Least of All

Thank you Ruth from Manchester High School for Girls for your solution to this problem.

Most people's first reaction to this question is exactly the same as Ruth's:

"My initial conjecture was that the minimum value of $f(x)$ is when $x=0$ for any value of $a$, because the function is even and increases as $|x|$ increases."

Using calculus, we shall see that this is not so and that the minimum value of $f(x)$ does depend on the value of $a$ .

The given expression is $$\begin{eqnarray} f(x) &=& (1 + (a+x)^2)(1 + (a-x)^2)\\ &=&(1 + x^2 + a^2 +2ax)(1 + x^2 +a^2 -2ax)\\ &=& (1 + x^2 + a^2)^2 - 4a^2x^2 \\ &=& x^4 + 2x^2(1 + a^2) + (1 +a^2)^2 - 4a^2x^2 \\ &=& x^4 + 2x^2(1 - a^2) + (1+a^2)^2. \end{eqnarray}$$
As this is a quartic in $x$ there will be one or three turning points.

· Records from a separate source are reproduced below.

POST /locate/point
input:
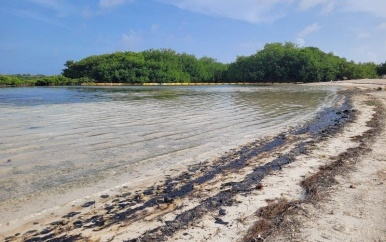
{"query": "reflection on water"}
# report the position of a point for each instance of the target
(58, 136)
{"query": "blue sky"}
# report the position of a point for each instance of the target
(38, 36)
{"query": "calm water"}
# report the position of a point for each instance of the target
(92, 137)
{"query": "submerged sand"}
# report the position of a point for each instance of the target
(127, 213)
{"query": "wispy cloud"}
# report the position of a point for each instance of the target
(130, 40)
(363, 35)
(253, 11)
(105, 4)
(382, 26)
(61, 8)
(375, 7)
(154, 28)
(327, 5)
(308, 30)
(39, 17)
(103, 7)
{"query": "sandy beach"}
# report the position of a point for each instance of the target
(231, 197)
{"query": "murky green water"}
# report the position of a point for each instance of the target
(87, 137)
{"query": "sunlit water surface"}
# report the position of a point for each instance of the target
(82, 137)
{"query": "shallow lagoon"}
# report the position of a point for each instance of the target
(68, 142)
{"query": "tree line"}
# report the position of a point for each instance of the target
(276, 62)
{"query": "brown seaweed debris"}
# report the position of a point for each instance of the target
(272, 217)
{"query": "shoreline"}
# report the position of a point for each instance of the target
(205, 200)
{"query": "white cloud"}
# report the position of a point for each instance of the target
(363, 35)
(130, 40)
(112, 3)
(52, 4)
(253, 11)
(327, 5)
(63, 9)
(382, 26)
(300, 42)
(308, 30)
(154, 28)
(375, 7)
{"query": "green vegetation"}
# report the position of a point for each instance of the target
(161, 66)
(289, 63)
(37, 80)
(276, 62)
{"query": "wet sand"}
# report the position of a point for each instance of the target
(214, 200)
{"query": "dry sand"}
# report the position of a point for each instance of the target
(353, 209)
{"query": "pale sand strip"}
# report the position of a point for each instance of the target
(283, 183)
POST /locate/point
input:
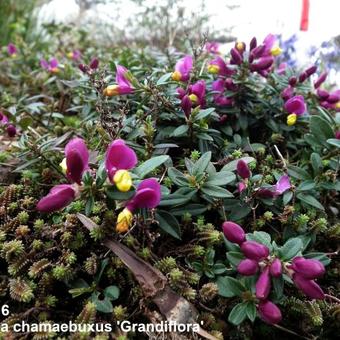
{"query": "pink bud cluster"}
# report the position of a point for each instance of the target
(258, 260)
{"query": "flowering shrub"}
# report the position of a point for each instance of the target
(218, 172)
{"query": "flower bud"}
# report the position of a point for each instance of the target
(292, 81)
(320, 80)
(243, 169)
(263, 285)
(236, 57)
(94, 63)
(302, 77)
(269, 312)
(311, 70)
(322, 94)
(11, 130)
(252, 44)
(276, 268)
(254, 250)
(233, 232)
(287, 93)
(247, 267)
(308, 287)
(308, 268)
(262, 64)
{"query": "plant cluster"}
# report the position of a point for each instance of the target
(218, 173)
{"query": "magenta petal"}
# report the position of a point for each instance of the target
(269, 312)
(59, 197)
(295, 105)
(282, 185)
(263, 285)
(53, 63)
(119, 157)
(44, 64)
(148, 195)
(247, 267)
(3, 119)
(308, 268)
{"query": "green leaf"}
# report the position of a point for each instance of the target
(201, 165)
(215, 191)
(251, 311)
(306, 186)
(112, 292)
(168, 223)
(261, 237)
(229, 287)
(290, 249)
(221, 178)
(177, 177)
(192, 209)
(322, 257)
(320, 128)
(316, 163)
(150, 165)
(298, 173)
(238, 314)
(334, 142)
(113, 193)
(163, 79)
(231, 166)
(234, 257)
(204, 113)
(102, 305)
(310, 200)
(180, 131)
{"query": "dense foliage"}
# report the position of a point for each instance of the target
(219, 171)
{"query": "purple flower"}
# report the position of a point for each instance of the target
(148, 195)
(219, 66)
(119, 158)
(219, 87)
(50, 66)
(276, 268)
(247, 267)
(322, 94)
(194, 96)
(11, 130)
(320, 80)
(3, 119)
(282, 68)
(94, 63)
(243, 169)
(77, 159)
(308, 268)
(254, 250)
(236, 57)
(59, 197)
(308, 287)
(212, 47)
(11, 49)
(282, 185)
(262, 64)
(233, 232)
(182, 69)
(295, 105)
(269, 312)
(263, 284)
(287, 93)
(123, 85)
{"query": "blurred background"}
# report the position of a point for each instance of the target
(308, 29)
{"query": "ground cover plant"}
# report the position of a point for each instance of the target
(206, 179)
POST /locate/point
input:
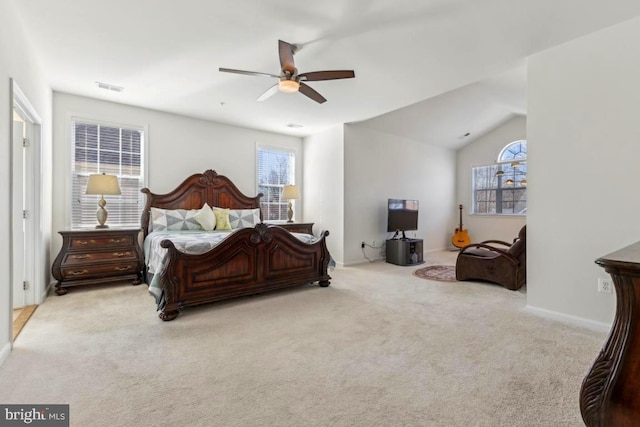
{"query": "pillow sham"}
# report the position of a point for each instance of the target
(222, 218)
(244, 218)
(174, 219)
(206, 218)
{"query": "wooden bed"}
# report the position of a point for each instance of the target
(249, 261)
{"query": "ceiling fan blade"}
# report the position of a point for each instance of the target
(315, 76)
(286, 51)
(248, 73)
(311, 93)
(269, 93)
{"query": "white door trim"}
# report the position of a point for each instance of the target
(37, 290)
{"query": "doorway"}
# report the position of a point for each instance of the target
(25, 206)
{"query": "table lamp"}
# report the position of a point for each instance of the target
(102, 184)
(290, 192)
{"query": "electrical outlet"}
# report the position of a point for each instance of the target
(605, 285)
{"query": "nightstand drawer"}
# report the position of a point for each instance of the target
(84, 243)
(92, 257)
(82, 271)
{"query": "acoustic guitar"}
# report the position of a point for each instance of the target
(461, 237)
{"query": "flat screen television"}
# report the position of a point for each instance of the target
(402, 215)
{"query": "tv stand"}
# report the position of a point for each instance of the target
(404, 251)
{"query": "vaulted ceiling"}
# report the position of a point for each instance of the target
(440, 68)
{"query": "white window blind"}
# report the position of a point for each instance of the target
(112, 150)
(276, 168)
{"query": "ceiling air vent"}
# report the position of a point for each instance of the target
(107, 86)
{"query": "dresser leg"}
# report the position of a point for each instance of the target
(137, 280)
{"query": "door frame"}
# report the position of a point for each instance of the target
(34, 237)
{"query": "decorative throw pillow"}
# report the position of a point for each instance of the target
(174, 219)
(244, 218)
(206, 218)
(222, 218)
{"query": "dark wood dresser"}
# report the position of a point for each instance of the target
(297, 227)
(610, 393)
(89, 257)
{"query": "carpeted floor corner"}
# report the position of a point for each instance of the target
(379, 347)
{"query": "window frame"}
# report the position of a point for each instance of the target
(144, 155)
(293, 177)
(518, 173)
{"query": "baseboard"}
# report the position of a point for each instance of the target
(4, 353)
(359, 262)
(567, 318)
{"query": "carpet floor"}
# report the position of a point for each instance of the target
(379, 347)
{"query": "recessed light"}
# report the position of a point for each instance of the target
(107, 86)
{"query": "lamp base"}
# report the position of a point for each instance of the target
(290, 213)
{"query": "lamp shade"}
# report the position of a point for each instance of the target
(103, 184)
(290, 192)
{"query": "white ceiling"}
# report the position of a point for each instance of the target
(462, 61)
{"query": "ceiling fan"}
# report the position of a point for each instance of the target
(290, 80)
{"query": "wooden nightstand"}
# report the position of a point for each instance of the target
(297, 227)
(95, 256)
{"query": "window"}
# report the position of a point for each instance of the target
(99, 148)
(501, 189)
(276, 168)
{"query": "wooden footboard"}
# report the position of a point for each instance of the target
(249, 261)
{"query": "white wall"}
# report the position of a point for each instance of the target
(177, 146)
(379, 166)
(584, 146)
(18, 61)
(323, 191)
(482, 152)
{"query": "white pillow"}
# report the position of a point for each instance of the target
(174, 219)
(244, 218)
(206, 218)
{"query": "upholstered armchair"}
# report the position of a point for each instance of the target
(495, 261)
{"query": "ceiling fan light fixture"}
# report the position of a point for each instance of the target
(288, 86)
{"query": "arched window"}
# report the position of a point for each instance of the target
(516, 150)
(501, 188)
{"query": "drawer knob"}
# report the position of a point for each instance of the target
(78, 272)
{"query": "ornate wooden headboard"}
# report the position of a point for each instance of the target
(194, 192)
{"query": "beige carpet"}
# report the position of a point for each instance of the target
(379, 347)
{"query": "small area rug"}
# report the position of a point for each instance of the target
(443, 273)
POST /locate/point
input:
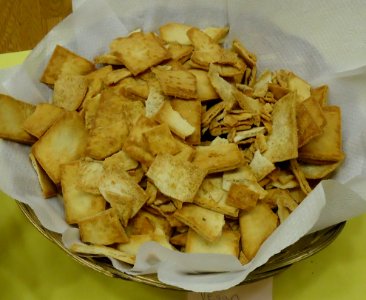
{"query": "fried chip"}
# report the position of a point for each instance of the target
(139, 51)
(66, 62)
(241, 197)
(261, 165)
(103, 251)
(218, 158)
(63, 142)
(69, 91)
(78, 204)
(212, 196)
(160, 140)
(90, 175)
(228, 243)
(175, 33)
(207, 223)
(110, 127)
(177, 124)
(166, 171)
(328, 146)
(42, 118)
(312, 171)
(283, 141)
(177, 83)
(255, 227)
(190, 110)
(13, 114)
(310, 120)
(103, 228)
(47, 186)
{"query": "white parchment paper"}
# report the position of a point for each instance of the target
(322, 41)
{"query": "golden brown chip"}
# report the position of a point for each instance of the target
(139, 51)
(310, 120)
(69, 91)
(190, 110)
(135, 145)
(218, 158)
(207, 223)
(176, 178)
(47, 186)
(212, 196)
(78, 204)
(160, 140)
(283, 141)
(175, 33)
(90, 175)
(177, 83)
(328, 146)
(103, 228)
(75, 65)
(103, 251)
(64, 142)
(177, 124)
(256, 225)
(42, 118)
(241, 197)
(110, 127)
(228, 243)
(13, 113)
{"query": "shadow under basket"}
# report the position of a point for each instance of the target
(302, 249)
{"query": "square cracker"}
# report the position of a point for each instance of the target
(177, 83)
(256, 225)
(218, 158)
(212, 196)
(207, 223)
(104, 228)
(65, 61)
(139, 51)
(42, 118)
(328, 146)
(78, 204)
(191, 111)
(228, 243)
(64, 142)
(283, 140)
(176, 178)
(69, 91)
(13, 113)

Differentiating $f$ to find the minima:
$$f'(x) = 4x^3 + 4x(1-a^2) = 4x(x^2 + (1 - a^2))$$

Case 1 : $(1 - a^2) < 0$.
The derivative $f'(x) = 0$ for $x = 0$ and $x = \pm \sqrt (a^2 - 1)$. The second derivative $f''(x) = 12x^2 + 4(1 - a^2) < 0$ at $x = 0$ which gives a maximum value but $f''(x) = 12x^2 + 4(1 - a^2) > 0$ for $x = \pm \sqrt (a^2 - 1)$ giving two minimum points on the quartic where $x = \pm \sqrt (a^2 - 1)$. The minimum value at each point is $f(x) = 4a^2$ where the position of X for these minimum values is clearly dependent of $a$.

Case 2 : $(1 - a^2) > 0$.
The derivative $f'(x) = 0$ if and only if $x = 0$. The second derivative
$f''(x) = 12x^2 + 4(1 - a^2) > 0$ so there is one minimum value $f(x)= (1+a^2)^2$ where the position of X, at $x=0$, is independent of $a$ agreeing with the conjecture.

Case 3 : $(1 - a^2) = 0$.
Note that where $a^2 = 1$ there is a single minimum $f(x) = 4$ at $x=0$ giving continuity between Case 1 and Case 2.

The most likely first conjecture agrees with Case 2 but does not allow the possibility of Case 1. Realising that the function we are minimizing is a quartic we should have taken into account the possibility of two minimum values.